There was no reply. The Marquis drew the letter from his pocket.
"You are a cruel and stubborn man, Vont," he continued. "You have gone far out of your way to bring injury and unhappiness upon me. All your efforts are as nothing. Will you hear from me what has happened?"
There was silence, still grim silence. The Marquis stretched out his hand and leaned a little upon the paling.
"I took your daughter, Richard Vont, not as a libertine but as a lover. It was perhaps the truest impulse my life has ever felt. If there was sin in it, listen. Hear how I am punished. Month followed month and year followed year, and Marcia was content with my love and I with hers, so that during all this time my lips have touched no other woman's, no other woman has for a moment engaged even my fancy. I have been as faithful to your daughter, Richard Vont, as you to your vindictive enmity. From a discontented and unhappy girl she has become a woman with a position in the world, a brilliant writer, filled with the desire and happiness of life to her finger tips. From me she received the education, the travel, the experience which have helped her to her place in the world, and with them I gave her my heart. And now—you are listening, Richard Vont? You will hear what has happened?"

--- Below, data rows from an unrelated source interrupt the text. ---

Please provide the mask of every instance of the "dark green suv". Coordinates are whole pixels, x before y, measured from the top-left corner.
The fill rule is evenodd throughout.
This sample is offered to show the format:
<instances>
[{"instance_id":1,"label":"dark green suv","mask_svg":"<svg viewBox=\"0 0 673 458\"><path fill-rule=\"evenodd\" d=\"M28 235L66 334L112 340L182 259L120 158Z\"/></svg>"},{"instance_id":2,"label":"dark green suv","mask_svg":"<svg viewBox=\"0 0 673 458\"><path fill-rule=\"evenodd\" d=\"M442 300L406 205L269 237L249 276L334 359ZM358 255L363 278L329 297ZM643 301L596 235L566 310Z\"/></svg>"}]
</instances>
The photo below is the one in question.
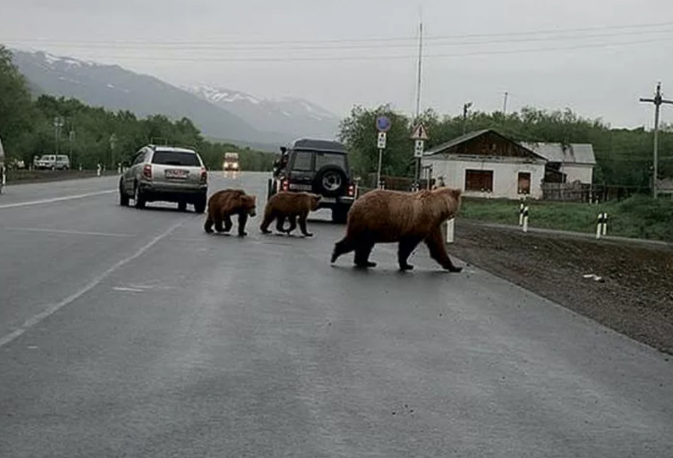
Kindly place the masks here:
<instances>
[{"instance_id":1,"label":"dark green suv","mask_svg":"<svg viewBox=\"0 0 673 458\"><path fill-rule=\"evenodd\" d=\"M346 147L337 141L299 138L281 147L281 153L267 197L279 191L319 194L318 208L330 208L333 222L345 223L356 192Z\"/></svg>"}]
</instances>

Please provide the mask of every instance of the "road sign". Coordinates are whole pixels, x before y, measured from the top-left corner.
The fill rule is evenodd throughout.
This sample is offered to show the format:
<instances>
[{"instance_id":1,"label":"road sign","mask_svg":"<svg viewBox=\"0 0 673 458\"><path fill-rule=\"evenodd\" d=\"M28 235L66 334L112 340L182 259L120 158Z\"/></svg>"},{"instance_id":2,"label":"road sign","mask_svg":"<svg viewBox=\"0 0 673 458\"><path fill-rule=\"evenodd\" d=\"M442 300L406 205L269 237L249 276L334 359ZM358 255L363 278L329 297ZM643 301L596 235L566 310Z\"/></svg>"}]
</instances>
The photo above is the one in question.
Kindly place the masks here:
<instances>
[{"instance_id":1,"label":"road sign","mask_svg":"<svg viewBox=\"0 0 673 458\"><path fill-rule=\"evenodd\" d=\"M379 132L379 139L377 141L379 149L386 149L386 132Z\"/></svg>"},{"instance_id":2,"label":"road sign","mask_svg":"<svg viewBox=\"0 0 673 458\"><path fill-rule=\"evenodd\" d=\"M392 125L390 120L385 116L379 116L376 119L376 129L379 132L387 132Z\"/></svg>"},{"instance_id":3,"label":"road sign","mask_svg":"<svg viewBox=\"0 0 673 458\"><path fill-rule=\"evenodd\" d=\"M414 146L414 157L422 158L423 156L423 146L425 142L423 140L416 140L416 145Z\"/></svg>"},{"instance_id":4,"label":"road sign","mask_svg":"<svg viewBox=\"0 0 673 458\"><path fill-rule=\"evenodd\" d=\"M418 124L414 128L412 138L414 140L427 140L427 130L425 129L425 126L423 124Z\"/></svg>"}]
</instances>

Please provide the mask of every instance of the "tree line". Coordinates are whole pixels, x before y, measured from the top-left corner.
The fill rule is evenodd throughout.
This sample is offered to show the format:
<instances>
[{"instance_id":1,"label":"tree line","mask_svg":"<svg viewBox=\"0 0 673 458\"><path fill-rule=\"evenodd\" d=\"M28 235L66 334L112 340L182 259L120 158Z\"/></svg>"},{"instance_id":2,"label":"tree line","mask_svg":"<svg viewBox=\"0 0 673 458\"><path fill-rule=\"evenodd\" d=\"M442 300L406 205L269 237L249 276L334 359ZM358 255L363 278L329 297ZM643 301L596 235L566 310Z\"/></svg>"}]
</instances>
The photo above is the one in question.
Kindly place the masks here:
<instances>
[{"instance_id":1,"label":"tree line","mask_svg":"<svg viewBox=\"0 0 673 458\"><path fill-rule=\"evenodd\" d=\"M269 153L207 141L187 118L171 120L154 114L140 119L128 110L113 112L75 99L40 95L34 99L11 52L2 46L0 136L8 162L23 160L27 166L35 156L58 151L71 157L73 168L91 169L99 163L109 169L132 159L150 143L193 147L210 169L222 167L226 152L239 152L244 170L270 171L274 159Z\"/></svg>"},{"instance_id":2,"label":"tree line","mask_svg":"<svg viewBox=\"0 0 673 458\"><path fill-rule=\"evenodd\" d=\"M413 176L414 144L410 136L413 126L423 122L429 136L426 150L464 132L489 128L515 141L591 143L597 162L595 183L644 188L651 184L651 132L643 128L611 128L600 119L583 118L570 109L550 112L531 107L506 114L475 112L467 117L441 116L429 109L416 119L390 105L375 108L355 106L341 123L340 138L351 152L351 163L361 175L376 171L378 166L375 120L379 115L387 116L392 121L382 159L383 175ZM661 128L660 179L673 177L673 126Z\"/></svg>"}]
</instances>

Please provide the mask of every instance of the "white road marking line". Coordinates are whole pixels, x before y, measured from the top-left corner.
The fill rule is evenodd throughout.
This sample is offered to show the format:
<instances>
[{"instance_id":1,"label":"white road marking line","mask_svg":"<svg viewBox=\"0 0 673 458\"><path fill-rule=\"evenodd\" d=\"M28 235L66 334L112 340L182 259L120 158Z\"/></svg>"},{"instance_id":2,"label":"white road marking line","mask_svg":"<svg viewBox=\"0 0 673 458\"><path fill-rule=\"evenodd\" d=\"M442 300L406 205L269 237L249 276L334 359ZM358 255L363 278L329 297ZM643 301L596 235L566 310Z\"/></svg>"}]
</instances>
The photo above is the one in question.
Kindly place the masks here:
<instances>
[{"instance_id":1,"label":"white road marking line","mask_svg":"<svg viewBox=\"0 0 673 458\"><path fill-rule=\"evenodd\" d=\"M5 230L16 230L18 232L46 232L47 234L65 234L68 235L99 235L107 237L133 237L130 234L121 234L115 232L93 232L80 230L64 230L60 229L40 229L39 228L1 228Z\"/></svg>"},{"instance_id":2,"label":"white road marking line","mask_svg":"<svg viewBox=\"0 0 673 458\"><path fill-rule=\"evenodd\" d=\"M75 195L64 195L61 197L52 197L51 199L42 199L41 200L30 200L27 202L16 202L14 204L5 204L4 205L0 205L0 210L3 208L14 208L15 207L24 207L29 205L39 205L40 204L51 204L52 202L58 202L62 200L72 200L73 199L84 199L84 197L91 197L95 195L103 195L104 194L112 194L113 193L118 192L116 189L113 189L110 191L99 191L95 193L88 193L86 194L76 194Z\"/></svg>"},{"instance_id":3,"label":"white road marking line","mask_svg":"<svg viewBox=\"0 0 673 458\"><path fill-rule=\"evenodd\" d=\"M174 230L177 229L179 226L180 226L188 219L189 218L183 218L178 223L176 223L170 228L169 228L168 230L167 230L165 232L160 234L159 235L156 236L151 241L150 241L150 242L147 245L145 245L140 250L137 251L134 254L119 261L118 263L113 265L111 267L106 270L104 272L101 274L99 276L92 280L91 282L89 282L88 285L86 285L84 288L82 288L80 291L77 291L76 293L74 293L73 294L70 295L69 296L68 296L61 302L58 302L58 304L54 304L52 305L50 305L44 311L38 313L37 315L29 318L27 320L26 320L25 323L23 323L23 324L19 329L12 331L12 333L8 334L7 335L4 336L2 338L0 338L0 348L5 346L10 342L15 340L22 334L25 333L27 330L30 329L32 327L33 327L34 326L35 326L42 320L51 316L51 315L54 315L57 311L64 307L65 306L71 304L72 302L75 302L75 300L81 298L82 296L84 296L88 291L93 289L98 285L99 285L101 282L102 282L104 280L108 278L110 274L112 274L115 271L118 269L119 267L121 267L122 266L123 266L126 264L128 264L128 263L131 262L134 259L136 259L137 258L139 258L141 256L142 256L145 253L145 252L147 251L148 250L150 250L150 248L156 245L156 243L161 241L162 239L167 237Z\"/></svg>"},{"instance_id":4,"label":"white road marking line","mask_svg":"<svg viewBox=\"0 0 673 458\"><path fill-rule=\"evenodd\" d=\"M144 289L139 289L138 288L125 288L123 287L115 287L114 288L113 288L113 289L114 289L115 291L129 291L129 292L131 292L131 293L144 293L145 292L145 290Z\"/></svg>"}]
</instances>

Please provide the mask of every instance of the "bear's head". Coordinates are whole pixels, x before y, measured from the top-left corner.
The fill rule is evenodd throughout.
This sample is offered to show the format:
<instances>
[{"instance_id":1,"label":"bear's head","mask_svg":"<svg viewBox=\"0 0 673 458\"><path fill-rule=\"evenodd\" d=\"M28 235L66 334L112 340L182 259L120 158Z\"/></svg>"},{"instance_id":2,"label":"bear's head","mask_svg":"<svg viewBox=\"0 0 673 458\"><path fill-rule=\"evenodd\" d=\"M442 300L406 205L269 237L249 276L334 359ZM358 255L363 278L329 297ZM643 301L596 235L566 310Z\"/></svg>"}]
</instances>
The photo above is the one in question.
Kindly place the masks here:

Still that stony silence from the figure in the chair. Still that increasing mist before the eyes of the man who leaned towards him.
"Your daughter, Richard Vont," the Marquis concluded, "has taken your vengeance into her own hands. Your prayers have come true, though not from the quarter you had hoped. You saw only a little way. You tried to strike only a foolish blow. It has been given to your daughter to do more than this. She has broken my heart, Richard Vont. She grew to become the dearest thing in my life, and she has left me.—Yesterday she was married."
No exclamation, no movement. The Marquis wiped his eyes and saw with unexpected clearness. What had happened seemed so natural that for a moment he was not even surprised. He stepped over the palings, leaned for a single moment over the body of the man to whom he had been talking, and laid the palm of his hand over the lifeless eyes. Then he walked down the tiled path and called to the woman whose face he had seen through the latticed window.
"Mrs. Wells," he said, "something serious has happened to Vont."
"Your lordship!"
"He is dead," the Marquis told her. "You had better go down to the village and fetch the doctor. I will send a message to his nephew."
Back again across the park, very gorgeous now in the fuller sunshine, casting quaint shadows underneath the trees, glittering upon the streaks of yellow cowslips on the hillside. The birds were singing and the air was as soft as midsummer. He crossed the bridge, turned into the drive and stood for a moment in his own hall. A servant came hurrying towards him.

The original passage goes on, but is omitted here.